Of course, people don’t think that perhaps this person has other duties as well. Not to mention, they shouldn’t have to chase your errant cart across the parking lot to add it to the queue of carts they have ready to return to the store. Sure, it’s their job, but if you can make someone’s life – or job – easier, why don’t you? If it’s 100 degrees of hell out for you and you only have one cart to return to the freakin’ cart return, can you imagine what it’s like to return 200+ carts in 100 degrees of hell?  I mean, come on, people… get your shit together.

Okay, Wendy, breathe.

My point to this rambling is simple. Be a decent human being. Return. Your. Fucking. Cart.

 

8 thoughts on “Judgement at the Grocery Store

  1. I can soooo identify with this (perhaps I am just a smidgen OCD). Some supermarkets here require you to put a dollar or a token into their trolleys to release them and you have to attach it to another trolley in order to get it back. And wonder oh wonder, people are tight enough to walk back all the way to the shop entrance to get their coin back. 🙂 Perhaps put this in your supermarket’s suggestion box?

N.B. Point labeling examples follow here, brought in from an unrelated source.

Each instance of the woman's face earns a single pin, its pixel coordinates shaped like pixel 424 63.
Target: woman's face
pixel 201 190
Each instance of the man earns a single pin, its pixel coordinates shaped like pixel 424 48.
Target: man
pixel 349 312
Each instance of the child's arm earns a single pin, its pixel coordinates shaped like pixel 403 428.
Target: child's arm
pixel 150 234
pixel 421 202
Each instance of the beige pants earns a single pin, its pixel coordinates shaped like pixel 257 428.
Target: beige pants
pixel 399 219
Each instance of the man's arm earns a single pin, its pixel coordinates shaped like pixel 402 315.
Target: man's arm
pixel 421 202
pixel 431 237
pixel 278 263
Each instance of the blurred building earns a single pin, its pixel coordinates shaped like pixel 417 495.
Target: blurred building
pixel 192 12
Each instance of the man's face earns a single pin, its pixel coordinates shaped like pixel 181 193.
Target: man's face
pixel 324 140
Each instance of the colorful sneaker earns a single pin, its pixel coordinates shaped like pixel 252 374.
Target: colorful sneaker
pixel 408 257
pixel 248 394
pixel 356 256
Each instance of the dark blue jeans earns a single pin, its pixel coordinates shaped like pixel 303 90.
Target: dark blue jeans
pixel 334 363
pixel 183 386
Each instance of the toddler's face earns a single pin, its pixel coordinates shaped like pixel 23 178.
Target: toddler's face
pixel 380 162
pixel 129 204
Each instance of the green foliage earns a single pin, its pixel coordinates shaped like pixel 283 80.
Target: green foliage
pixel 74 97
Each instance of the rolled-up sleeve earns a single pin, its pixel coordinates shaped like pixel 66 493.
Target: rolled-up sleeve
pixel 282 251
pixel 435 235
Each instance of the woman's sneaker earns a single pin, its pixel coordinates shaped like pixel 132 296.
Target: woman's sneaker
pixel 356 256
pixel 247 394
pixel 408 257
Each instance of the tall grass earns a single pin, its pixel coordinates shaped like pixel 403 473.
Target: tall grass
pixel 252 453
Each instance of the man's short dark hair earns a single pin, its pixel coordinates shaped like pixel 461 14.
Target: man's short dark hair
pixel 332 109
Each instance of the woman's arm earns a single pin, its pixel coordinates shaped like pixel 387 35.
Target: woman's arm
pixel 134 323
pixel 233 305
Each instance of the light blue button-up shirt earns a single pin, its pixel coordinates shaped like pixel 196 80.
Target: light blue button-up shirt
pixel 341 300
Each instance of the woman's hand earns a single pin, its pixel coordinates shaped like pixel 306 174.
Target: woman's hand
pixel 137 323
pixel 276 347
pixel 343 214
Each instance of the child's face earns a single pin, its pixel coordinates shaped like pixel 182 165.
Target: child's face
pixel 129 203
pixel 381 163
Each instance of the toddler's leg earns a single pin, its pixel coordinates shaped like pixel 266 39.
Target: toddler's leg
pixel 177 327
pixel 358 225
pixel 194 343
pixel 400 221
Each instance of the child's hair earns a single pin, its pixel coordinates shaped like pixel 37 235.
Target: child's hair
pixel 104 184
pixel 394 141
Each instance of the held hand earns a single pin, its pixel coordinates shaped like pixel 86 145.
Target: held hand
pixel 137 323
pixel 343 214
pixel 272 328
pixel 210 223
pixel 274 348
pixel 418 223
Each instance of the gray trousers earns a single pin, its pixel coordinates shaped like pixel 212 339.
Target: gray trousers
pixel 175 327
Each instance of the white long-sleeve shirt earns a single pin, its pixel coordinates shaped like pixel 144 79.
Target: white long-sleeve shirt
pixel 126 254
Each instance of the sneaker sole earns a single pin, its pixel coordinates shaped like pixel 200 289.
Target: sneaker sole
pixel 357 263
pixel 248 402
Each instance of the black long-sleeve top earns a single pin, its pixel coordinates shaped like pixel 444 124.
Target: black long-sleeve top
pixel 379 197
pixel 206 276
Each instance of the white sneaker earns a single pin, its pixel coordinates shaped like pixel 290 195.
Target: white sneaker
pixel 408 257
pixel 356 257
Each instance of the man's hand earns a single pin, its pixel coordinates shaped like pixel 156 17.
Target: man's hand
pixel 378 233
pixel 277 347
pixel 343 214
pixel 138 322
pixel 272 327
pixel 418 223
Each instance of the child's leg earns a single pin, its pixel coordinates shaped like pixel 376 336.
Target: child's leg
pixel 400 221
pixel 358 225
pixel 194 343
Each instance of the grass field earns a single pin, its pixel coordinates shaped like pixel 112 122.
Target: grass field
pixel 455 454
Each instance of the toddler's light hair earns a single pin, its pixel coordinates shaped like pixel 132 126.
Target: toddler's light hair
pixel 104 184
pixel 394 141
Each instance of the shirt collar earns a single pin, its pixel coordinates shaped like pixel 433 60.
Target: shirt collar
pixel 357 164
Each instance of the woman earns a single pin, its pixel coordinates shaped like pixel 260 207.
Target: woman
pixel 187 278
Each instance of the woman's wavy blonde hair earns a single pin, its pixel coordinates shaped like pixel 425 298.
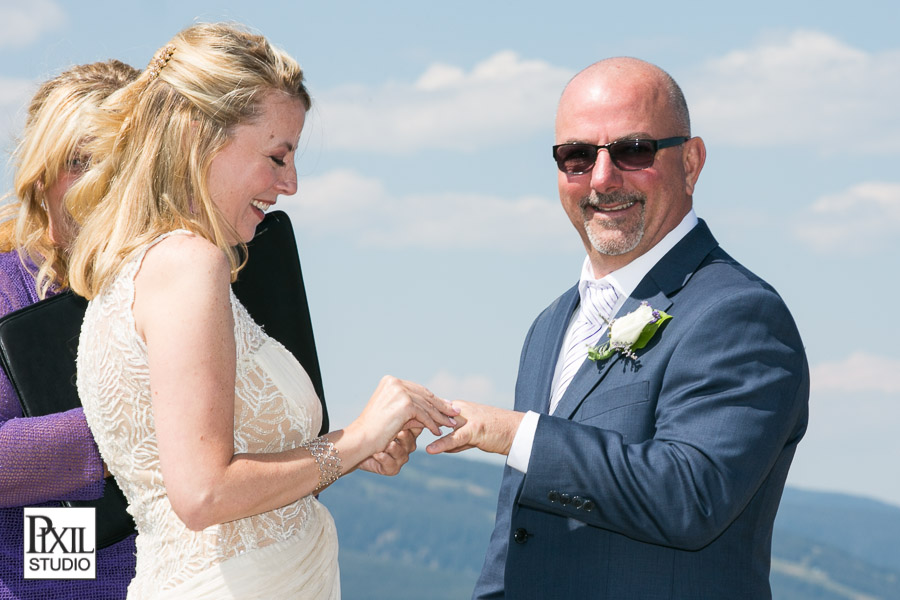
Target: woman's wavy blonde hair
pixel 156 140
pixel 56 127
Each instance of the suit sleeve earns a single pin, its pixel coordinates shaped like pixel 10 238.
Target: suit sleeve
pixel 728 392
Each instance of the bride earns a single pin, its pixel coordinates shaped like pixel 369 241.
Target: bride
pixel 206 422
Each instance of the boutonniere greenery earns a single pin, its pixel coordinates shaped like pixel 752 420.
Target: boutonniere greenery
pixel 630 332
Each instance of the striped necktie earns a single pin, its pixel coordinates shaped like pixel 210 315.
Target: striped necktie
pixel 598 298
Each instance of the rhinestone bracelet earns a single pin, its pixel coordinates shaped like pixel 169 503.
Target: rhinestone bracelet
pixel 327 459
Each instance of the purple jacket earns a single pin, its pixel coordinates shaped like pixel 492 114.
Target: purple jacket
pixel 44 460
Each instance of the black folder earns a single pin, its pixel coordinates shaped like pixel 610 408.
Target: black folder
pixel 39 343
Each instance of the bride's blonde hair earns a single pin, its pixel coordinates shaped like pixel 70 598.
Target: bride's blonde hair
pixel 156 141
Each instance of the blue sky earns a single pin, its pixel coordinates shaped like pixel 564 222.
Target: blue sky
pixel 428 220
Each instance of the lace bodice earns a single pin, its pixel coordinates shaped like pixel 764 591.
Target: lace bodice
pixel 276 409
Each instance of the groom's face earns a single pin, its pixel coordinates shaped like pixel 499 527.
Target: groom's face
pixel 621 214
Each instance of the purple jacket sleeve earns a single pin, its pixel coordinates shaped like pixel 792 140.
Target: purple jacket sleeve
pixel 53 457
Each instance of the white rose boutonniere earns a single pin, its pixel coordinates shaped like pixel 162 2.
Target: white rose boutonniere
pixel 630 332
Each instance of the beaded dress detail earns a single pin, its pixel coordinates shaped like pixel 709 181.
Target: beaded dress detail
pixel 276 409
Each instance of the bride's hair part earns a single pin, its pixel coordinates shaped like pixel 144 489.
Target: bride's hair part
pixel 56 126
pixel 157 139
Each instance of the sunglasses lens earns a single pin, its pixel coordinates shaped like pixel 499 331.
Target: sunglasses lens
pixel 575 159
pixel 632 155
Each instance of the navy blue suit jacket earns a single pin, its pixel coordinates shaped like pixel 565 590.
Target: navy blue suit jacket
pixel 660 477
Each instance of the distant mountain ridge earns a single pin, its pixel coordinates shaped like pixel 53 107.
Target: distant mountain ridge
pixel 422 535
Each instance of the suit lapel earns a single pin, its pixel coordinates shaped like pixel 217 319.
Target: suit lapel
pixel 668 276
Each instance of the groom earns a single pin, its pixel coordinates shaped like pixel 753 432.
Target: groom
pixel 654 471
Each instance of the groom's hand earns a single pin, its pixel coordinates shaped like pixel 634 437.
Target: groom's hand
pixel 391 460
pixel 488 428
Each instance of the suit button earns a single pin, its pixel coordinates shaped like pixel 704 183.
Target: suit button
pixel 521 535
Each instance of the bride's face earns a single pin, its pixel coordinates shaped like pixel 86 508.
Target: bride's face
pixel 256 165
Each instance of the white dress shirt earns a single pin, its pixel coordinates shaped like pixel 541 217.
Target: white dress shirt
pixel 625 280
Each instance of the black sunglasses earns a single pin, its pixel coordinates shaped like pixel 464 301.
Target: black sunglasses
pixel 628 155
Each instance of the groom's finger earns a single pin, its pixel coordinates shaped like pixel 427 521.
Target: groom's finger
pixel 456 441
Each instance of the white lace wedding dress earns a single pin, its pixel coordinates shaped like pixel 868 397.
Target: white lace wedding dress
pixel 290 552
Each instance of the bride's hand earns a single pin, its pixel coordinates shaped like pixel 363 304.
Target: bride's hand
pixel 391 459
pixel 397 405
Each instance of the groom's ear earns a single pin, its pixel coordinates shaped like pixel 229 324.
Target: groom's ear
pixel 693 158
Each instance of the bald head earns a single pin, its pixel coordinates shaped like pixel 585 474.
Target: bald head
pixel 614 76
pixel 620 211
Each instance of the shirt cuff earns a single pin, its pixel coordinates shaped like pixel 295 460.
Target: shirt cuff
pixel 520 452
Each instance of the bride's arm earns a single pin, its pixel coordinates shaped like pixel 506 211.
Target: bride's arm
pixel 182 311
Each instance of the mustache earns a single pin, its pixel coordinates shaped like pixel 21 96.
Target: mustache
pixel 597 200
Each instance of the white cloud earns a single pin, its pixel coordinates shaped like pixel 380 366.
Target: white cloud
pixel 502 98
pixel 858 373
pixel 806 87
pixel 23 23
pixel 472 388
pixel 343 202
pixel 861 219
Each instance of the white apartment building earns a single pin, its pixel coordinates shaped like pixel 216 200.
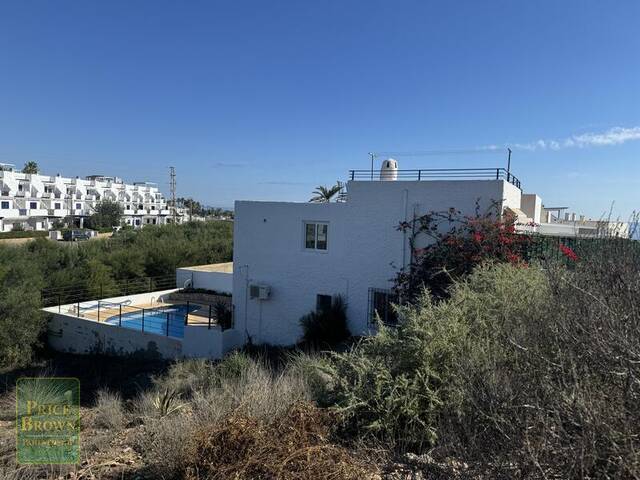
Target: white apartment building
pixel 36 201
pixel 290 258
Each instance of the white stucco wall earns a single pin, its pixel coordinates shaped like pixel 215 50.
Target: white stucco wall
pixel 202 342
pixel 219 281
pixel 365 250
pixel 532 206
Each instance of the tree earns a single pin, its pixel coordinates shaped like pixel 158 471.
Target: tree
pixel 448 245
pixel 193 206
pixel 30 167
pixel 106 214
pixel 323 194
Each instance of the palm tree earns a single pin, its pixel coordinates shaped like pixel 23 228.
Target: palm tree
pixel 324 195
pixel 30 167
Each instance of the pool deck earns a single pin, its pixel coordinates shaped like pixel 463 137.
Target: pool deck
pixel 197 317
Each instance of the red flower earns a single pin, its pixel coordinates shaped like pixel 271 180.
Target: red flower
pixel 569 253
pixel 513 258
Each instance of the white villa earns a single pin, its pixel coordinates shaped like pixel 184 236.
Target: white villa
pixel 294 257
pixel 291 257
pixel 36 201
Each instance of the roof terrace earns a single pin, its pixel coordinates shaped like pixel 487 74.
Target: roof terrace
pixel 435 174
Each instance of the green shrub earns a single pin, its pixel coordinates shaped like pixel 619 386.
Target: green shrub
pixel 533 371
pixel 328 326
pixel 108 411
pixel 21 321
pixel 223 314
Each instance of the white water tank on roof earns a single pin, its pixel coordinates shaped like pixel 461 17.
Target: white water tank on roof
pixel 389 170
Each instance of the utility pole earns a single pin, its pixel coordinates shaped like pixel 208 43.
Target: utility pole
pixel 172 183
pixel 373 156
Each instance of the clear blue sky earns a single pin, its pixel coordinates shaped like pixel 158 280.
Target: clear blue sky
pixel 265 100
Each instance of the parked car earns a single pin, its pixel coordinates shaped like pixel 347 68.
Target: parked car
pixel 76 235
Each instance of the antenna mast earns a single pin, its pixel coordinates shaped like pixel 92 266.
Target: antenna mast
pixel 172 183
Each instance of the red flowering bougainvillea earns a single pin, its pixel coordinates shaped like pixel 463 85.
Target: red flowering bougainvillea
pixel 447 245
pixel 569 253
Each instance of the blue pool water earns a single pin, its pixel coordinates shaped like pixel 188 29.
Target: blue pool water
pixel 162 320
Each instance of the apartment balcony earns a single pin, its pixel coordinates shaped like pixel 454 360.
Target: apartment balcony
pixel 58 212
pixel 10 213
pixel 37 212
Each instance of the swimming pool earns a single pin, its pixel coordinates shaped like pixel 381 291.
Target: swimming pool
pixel 168 321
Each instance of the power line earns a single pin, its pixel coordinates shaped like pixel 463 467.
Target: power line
pixel 172 183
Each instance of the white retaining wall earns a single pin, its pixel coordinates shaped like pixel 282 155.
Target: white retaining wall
pixel 71 334
pixel 219 281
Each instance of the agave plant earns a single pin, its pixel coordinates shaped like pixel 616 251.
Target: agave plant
pixel 167 403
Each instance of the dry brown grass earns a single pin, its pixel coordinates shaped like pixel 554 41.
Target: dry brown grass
pixel 295 445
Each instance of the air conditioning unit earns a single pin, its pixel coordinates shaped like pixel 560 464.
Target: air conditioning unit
pixel 260 292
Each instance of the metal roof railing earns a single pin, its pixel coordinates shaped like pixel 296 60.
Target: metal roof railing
pixel 436 174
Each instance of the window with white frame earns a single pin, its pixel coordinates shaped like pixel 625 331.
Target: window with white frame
pixel 316 235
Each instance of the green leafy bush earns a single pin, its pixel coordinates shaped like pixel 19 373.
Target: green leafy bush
pixel 328 326
pixel 533 371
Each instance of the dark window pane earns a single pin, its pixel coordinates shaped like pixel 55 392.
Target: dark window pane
pixel 322 237
pixel 323 303
pixel 310 235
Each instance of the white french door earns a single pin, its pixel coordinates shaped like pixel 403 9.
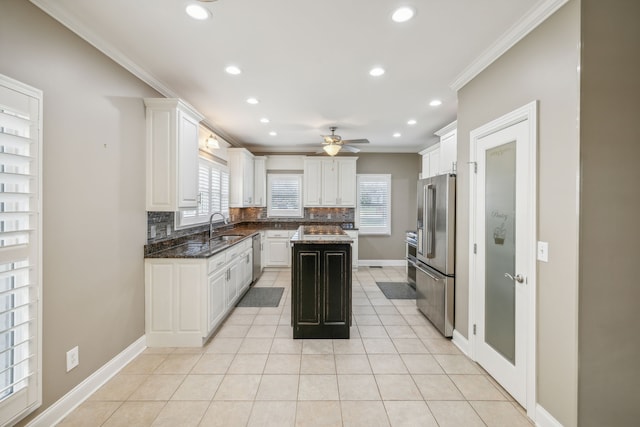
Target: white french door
pixel 503 268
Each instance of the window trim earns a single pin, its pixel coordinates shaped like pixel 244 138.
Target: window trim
pixel 271 213
pixel 181 223
pixel 373 231
pixel 21 403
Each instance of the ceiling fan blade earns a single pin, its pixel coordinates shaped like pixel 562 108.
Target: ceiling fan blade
pixel 355 141
pixel 350 149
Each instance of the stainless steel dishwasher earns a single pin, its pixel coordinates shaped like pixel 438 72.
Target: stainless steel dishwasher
pixel 257 261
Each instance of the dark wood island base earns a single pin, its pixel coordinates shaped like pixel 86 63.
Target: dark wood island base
pixel 321 283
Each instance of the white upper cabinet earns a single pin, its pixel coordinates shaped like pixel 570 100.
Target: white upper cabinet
pixel 441 158
pixel 448 148
pixel 431 161
pixel 260 181
pixel 171 155
pixel 330 182
pixel 241 178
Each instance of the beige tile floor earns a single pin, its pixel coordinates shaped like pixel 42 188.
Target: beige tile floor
pixel 396 370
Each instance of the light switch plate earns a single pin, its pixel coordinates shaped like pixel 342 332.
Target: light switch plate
pixel 543 251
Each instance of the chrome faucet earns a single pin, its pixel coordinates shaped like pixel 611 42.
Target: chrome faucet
pixel 211 222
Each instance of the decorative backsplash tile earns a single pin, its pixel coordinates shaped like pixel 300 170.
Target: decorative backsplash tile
pixel 163 223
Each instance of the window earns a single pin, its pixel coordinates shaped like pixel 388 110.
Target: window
pixel 213 187
pixel 373 211
pixel 20 249
pixel 284 196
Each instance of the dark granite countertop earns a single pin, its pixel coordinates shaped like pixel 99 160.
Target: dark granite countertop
pixel 325 234
pixel 199 246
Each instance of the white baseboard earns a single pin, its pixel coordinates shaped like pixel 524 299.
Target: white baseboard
pixel 70 401
pixel 545 419
pixel 382 262
pixel 461 342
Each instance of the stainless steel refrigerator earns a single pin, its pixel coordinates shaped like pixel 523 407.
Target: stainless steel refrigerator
pixel 435 266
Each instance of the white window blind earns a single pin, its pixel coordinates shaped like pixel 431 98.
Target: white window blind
pixel 213 187
pixel 284 198
pixel 374 204
pixel 20 249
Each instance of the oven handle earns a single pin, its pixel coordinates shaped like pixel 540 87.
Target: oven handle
pixel 427 273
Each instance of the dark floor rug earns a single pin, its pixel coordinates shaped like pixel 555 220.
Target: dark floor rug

  2. Sorry for the aggravation of the wrist fracture, even more for the anger over misdiagnosis. Wish it were a much less common experience than it is. I mean you wait all that time in the ER because all the serious crises that arrive hours after you still get seen first, finally get assessed, and they MISS a fracture. I would be venting about that, believe me.
    Good to know I am validated by S.A. as a cart returner. It helps me accumulate the steps for my daily goal. And that goal got nice validation yesterday at doctor office checkup, that I am doing well keeping myself healthy despite stressful workload and advanced age.
    So maybe stores should promote cart return as a health benefit?

  3. The non returners are a pain. And what gets me is that so few parking lots have returns near any of the disabled parking. I’ve always been a returner, but since my husband got hurt and put on permanent disability it’s difficult. I usually just end up returning them to the store, which isn’t as easy as one would think. And of course no one going into the store who is going to need a trolley offers to take mine off my hands saving me a few steps. That too should be a common courtesy.

  4. I am 100 percent a Returner. I can’t stand how inconsiderate some people can be — as if they don’t have to dodge abandoned carts themselves sometimes. It takes only a few seconds to return the cart. There’s really no excuse.